HiRISE_avalanche_March2010

Holy scarp!

That’s another avalanche on Mars caught in the act by the HiRISE camera on Mars Reconnaissance Orbiter. I say another, because a few others have been seen, including this spectacular one two years ago, and lots of older ones that left their marks on the Red Planet’s surface.

This one is amazing! You can see the debris falling down the cliff’s edge (the top of the cliff is to the bottom left of the image, and we’re looking almost straight down the cliff’s face) and then creating a plume of dust at the bottom, hundreds of meters below. When HiRISE took this image, the slide couldn’t have been more than a minute old. If you look at the higher-res image (click the image above to embiggen) you can see that there have been a lot of avalanches here in the past, too. The bottom of the cliff has lots of material clearly deposited by fast-moving falling debris.

To be honest, it’s not completely sure that the sublimation (the change from solid directly to gas) of carbon dioxide is causing these avalanches, but it does seem the most likely explanation.

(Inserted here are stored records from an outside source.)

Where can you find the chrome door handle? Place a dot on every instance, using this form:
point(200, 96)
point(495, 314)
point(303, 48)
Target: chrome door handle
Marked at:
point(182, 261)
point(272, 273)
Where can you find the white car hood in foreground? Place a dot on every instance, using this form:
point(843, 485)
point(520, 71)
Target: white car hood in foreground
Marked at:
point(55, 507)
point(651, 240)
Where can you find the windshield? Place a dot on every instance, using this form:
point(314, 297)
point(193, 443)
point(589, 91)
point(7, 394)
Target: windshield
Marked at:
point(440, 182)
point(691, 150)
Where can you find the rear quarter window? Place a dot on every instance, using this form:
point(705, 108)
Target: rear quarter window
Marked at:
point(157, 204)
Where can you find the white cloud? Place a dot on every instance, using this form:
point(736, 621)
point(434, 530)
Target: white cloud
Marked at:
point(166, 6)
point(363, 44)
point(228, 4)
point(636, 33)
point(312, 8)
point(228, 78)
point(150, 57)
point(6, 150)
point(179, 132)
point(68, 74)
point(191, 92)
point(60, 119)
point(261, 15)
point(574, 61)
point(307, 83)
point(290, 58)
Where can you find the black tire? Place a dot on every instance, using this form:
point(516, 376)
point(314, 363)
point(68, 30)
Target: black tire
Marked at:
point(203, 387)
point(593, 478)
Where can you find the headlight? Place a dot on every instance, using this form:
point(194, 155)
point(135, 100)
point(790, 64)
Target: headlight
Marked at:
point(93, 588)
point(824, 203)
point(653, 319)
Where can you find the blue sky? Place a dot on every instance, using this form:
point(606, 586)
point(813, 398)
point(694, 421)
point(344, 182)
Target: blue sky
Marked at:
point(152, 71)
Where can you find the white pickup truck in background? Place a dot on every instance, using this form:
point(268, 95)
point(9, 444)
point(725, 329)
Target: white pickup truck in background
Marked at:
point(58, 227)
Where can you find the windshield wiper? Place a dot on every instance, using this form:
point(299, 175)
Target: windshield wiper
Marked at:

Whether it’s dry ice or not, what this shows us directly is that Mars is still an active place. Certainly the surface is undergoing continual (if small scale) modification, with avalanches, meteor strikes, and other processes still occurring even, literally, today.

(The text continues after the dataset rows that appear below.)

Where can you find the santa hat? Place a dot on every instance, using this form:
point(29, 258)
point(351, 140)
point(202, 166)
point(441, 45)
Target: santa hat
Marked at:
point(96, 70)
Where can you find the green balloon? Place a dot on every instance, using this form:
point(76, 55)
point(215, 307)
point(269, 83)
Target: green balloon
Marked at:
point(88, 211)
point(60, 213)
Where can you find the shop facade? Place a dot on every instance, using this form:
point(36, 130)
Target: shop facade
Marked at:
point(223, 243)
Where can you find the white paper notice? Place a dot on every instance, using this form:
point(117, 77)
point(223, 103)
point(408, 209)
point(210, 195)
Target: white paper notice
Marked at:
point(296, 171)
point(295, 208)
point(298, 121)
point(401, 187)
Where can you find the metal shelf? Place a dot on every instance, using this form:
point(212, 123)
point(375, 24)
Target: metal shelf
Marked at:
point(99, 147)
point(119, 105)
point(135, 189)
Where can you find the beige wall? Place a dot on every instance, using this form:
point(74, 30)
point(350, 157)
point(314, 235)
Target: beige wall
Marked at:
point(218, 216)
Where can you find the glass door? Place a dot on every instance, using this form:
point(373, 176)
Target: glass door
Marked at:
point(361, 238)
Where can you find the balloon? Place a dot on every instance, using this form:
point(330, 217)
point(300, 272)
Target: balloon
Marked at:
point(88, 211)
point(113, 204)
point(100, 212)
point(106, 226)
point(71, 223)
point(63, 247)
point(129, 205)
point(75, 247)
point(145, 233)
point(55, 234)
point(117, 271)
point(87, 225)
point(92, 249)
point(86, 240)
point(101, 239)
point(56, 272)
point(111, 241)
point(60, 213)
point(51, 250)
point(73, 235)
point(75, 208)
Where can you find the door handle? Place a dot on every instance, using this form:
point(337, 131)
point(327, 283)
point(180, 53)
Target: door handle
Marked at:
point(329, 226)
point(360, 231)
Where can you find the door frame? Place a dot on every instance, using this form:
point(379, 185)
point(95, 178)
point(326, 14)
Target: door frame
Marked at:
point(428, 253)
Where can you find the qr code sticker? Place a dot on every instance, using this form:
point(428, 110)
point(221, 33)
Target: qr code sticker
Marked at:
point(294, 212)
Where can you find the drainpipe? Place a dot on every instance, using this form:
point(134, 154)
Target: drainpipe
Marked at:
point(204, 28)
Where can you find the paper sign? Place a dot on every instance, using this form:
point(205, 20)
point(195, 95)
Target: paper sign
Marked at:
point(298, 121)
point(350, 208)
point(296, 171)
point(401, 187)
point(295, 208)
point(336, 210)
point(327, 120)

Mars is a very, very cool place.

If you want to learn more, check out the HiRISE blog, which always has great stuff, including explanations of these extraterrestrial rockslides.

And when you read about Mars and our exploration of it, remember this: it is an entire world, worthy of our attempts to understand it. And that is one of the grandest things we humans ever do.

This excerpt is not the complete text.